Salix was back in the picture last week after investor-website reports said some of its larger shareholders wanted it to back out of a proposed tax inversion deal for Cosmo Pharmaceuticals SPA, which primarily operates in Italy, in favor of selling itself to a larger company such as Allergan. The reports indicated that investors controlling at least 25% of Salix’ shares, which had a market value of just under $10 billion last week, were threatening to block the Cosmo deal.

Allergan declined comment on the buzz about Salix and other speculations.

Valeant could not be reached for comment.

One veteran analyst, David Maris, who follows Allergan for New York-based BMO Capital Markets, painted a more robust picture of Allergan’s prospects for independence last week.

“We continue to think Allergan is in the catbird seat with multiple deal options,” Maris said in a report issued after a meeting with Allergan Chief Executive David Pyott and Dr. Scott Whitcup, executive vice president of research and development.

Allergan is in “no rush to get a deal done” prior to a Dec. 18 special meeting, wrote Maris.

At the meeting, shareholders will vote for Valeant and Ackman’s proposal to remove a majority of Allergan’s board.

The analyst said that Pyott and Whitcup indicated that some shareholders who have gone along with the call for the special meeting will nonetheless vote in favor of Allergan remaining independent. Maris concurred with that outlook after conducting follow-up discussions with others.

“Based on our discussion with several holders, we believe that we have independently confirmed that there are holders participating in the meeting who state to us they intend to vote against Valeant’s measure,” he said.

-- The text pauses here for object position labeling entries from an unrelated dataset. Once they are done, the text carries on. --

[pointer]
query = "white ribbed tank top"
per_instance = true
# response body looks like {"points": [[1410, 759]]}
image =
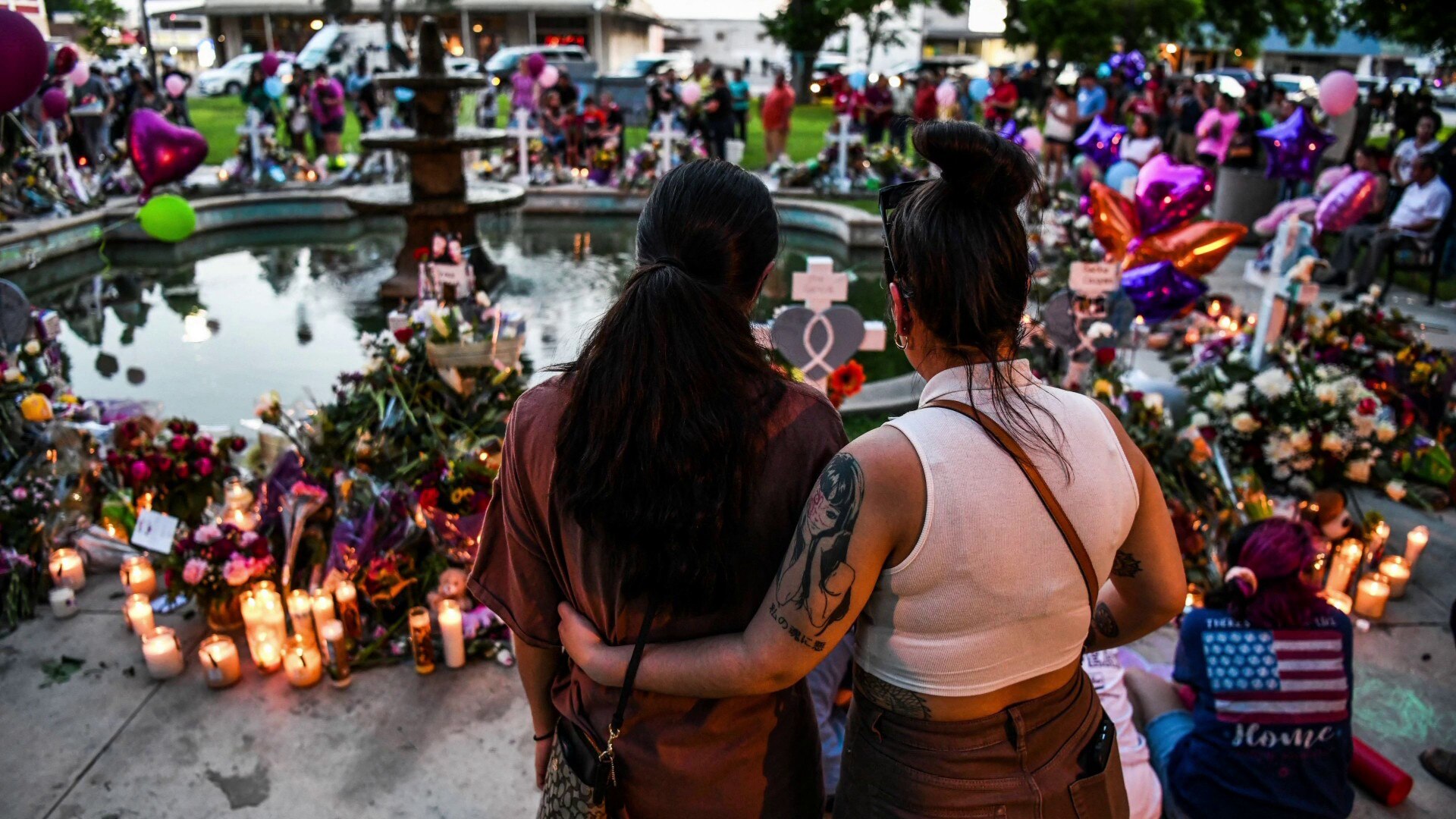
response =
{"points": [[990, 595]]}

Maris reiterated his view that Allergan shareholders “should reject the Valeant offer, for the value and the uncertainty of the stock component, especially given Valeant’s debt levels, IRS audit and a potential SEC investigation reported by several news outlets.”

Aversion to Inversion

The analyst said Pyott emphasized that any acquisition by Allergan would be driven by strategy rather than an opportunity to lower corporate taxes. The chief executive told Maris that large “tax arbitrage is likely not sustainable” via inversion deals and that the federal government will eventually crack down on the practice.